Mr O’Reilly said “we found it a hugely enlightening experience and a great opportunity to see at firsthand how an alternative education system works.”
Kayla said “after actually experiencing the country for ten days, my opinion was definite… the people are extremely genuine, honest, so friendly and kind, while the education system is a stark contrast to ours and they just don’t seem very stressed in comparison to us!”
Following the Cold War and suppressed education in Poland there has been a massive appetite for learning and educational reform. Schools are governed locally and their revamped system includes a primary school for 7-13yrs, a lower compulsory secondary school for 13-16 yrs followed by 3 options for upper secondary education: General Upper Secondary (preparation for higher education), Technical Upper Secondary - (general plus classes in vocational education) and Vocational school - (specific occupation or trade e.g. Carpentry.)
The school that Ballinamore students visited catered for children from preschool, primary school and lower secondary school, all mixing freely within the same school building.
Kayla noted “One aspect of school life which I particularly liked was that the day started at 8am and finished at 2pm. I think that this is much more practical as it leaves more time for homework, study, etc after school.”
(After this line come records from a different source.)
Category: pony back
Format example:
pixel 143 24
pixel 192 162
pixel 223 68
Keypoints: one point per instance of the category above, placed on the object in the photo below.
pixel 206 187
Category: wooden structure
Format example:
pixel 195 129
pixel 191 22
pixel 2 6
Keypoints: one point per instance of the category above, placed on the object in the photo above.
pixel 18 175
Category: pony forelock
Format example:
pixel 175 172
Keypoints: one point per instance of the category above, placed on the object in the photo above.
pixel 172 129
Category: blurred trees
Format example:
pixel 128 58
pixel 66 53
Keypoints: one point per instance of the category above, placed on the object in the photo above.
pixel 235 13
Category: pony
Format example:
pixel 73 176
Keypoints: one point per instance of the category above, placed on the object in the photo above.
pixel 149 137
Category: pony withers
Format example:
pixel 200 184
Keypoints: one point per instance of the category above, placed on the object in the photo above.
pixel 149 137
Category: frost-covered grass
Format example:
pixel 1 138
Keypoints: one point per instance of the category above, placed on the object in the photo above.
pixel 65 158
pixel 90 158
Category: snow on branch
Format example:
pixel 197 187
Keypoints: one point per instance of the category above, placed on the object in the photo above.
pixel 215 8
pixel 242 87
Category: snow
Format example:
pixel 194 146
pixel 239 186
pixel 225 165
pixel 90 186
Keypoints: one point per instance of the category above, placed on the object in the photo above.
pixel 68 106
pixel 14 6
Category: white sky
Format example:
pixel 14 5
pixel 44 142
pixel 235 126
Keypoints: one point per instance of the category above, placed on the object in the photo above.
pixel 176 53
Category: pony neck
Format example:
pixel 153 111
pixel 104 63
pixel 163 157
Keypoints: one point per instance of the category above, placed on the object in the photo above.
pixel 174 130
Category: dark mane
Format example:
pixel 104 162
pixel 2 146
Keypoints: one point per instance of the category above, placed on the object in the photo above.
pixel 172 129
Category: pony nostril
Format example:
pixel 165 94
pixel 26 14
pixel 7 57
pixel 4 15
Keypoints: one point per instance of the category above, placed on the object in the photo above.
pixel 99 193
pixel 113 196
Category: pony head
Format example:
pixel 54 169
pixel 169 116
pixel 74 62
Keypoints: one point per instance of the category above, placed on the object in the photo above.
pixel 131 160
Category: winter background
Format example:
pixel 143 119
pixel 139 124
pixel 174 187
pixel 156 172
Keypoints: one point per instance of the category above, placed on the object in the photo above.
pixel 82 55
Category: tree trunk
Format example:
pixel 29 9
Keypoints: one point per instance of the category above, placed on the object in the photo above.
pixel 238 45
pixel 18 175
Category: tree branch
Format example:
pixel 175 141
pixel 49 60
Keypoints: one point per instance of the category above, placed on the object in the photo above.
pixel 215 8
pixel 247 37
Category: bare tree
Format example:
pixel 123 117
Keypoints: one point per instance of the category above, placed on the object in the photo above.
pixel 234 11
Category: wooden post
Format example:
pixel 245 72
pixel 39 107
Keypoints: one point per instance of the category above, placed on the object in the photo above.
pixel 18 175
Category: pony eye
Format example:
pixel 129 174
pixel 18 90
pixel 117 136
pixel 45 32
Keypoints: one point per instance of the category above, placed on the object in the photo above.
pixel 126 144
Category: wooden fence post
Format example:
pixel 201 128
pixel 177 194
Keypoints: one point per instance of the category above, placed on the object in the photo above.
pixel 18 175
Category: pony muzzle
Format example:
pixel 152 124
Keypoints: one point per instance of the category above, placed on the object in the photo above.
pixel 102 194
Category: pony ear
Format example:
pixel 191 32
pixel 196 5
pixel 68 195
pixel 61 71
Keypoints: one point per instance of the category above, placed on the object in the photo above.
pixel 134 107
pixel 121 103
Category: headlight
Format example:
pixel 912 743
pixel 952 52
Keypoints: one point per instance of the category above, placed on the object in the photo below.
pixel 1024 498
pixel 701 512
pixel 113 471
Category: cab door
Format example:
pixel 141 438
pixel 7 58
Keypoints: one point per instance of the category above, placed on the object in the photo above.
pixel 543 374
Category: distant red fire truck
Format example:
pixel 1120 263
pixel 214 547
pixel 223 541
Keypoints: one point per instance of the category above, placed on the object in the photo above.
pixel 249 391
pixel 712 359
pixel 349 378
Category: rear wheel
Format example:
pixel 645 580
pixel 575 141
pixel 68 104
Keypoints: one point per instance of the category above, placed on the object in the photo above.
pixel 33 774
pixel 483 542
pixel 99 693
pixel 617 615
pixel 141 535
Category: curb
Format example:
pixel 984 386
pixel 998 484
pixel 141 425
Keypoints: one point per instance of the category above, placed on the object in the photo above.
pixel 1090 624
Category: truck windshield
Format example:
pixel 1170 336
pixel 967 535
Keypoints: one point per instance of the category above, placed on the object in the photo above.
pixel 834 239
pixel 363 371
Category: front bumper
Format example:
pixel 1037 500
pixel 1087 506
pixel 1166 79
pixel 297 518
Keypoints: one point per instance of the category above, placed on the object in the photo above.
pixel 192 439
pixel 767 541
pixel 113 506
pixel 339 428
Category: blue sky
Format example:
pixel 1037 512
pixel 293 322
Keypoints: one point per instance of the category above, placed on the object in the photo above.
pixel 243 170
In Poland they study 14 subjects but only sit exams in 9. A minimum number of compulsory classes are set in each subject, ranging from 450 hours in a Modern Language to 30 hours in Art.
The group noted an absence of practical subjects other than art. ICT availability and use was very limited as Brian felt “Their computers were ancient and there weren’t interactive whiteboards and projectors in any classroom”.
Polish students are able to undertake complex mathematical calculations without the use of a calculator, John Joe states “In school I liked the way calculators were not allowed in class so it challenged students into using their mind”.
They sit exams at the end of primary, lower secondary and upper secondary and students who fail school internal assessment must re-sit the exam, otherwise they will not progress to the next grade. In addition to points achieved in exams and continuous assessment, students can also be awarded extra points for involvement in out of school competitions, sporting activities and volunteering work.
There was a contrast in teacher-student relationships, Ciana said, “Teachers in Ireland seem to be far more strict than in Poland. I think this is because they care more and want their student’s to do well in their Leaving Cert and get the highest points possible”. Kayla noted “Discipline was rare. “
Mr Reilly said in light of the proposed Junior Cycle reforms “continual assessment is very important.”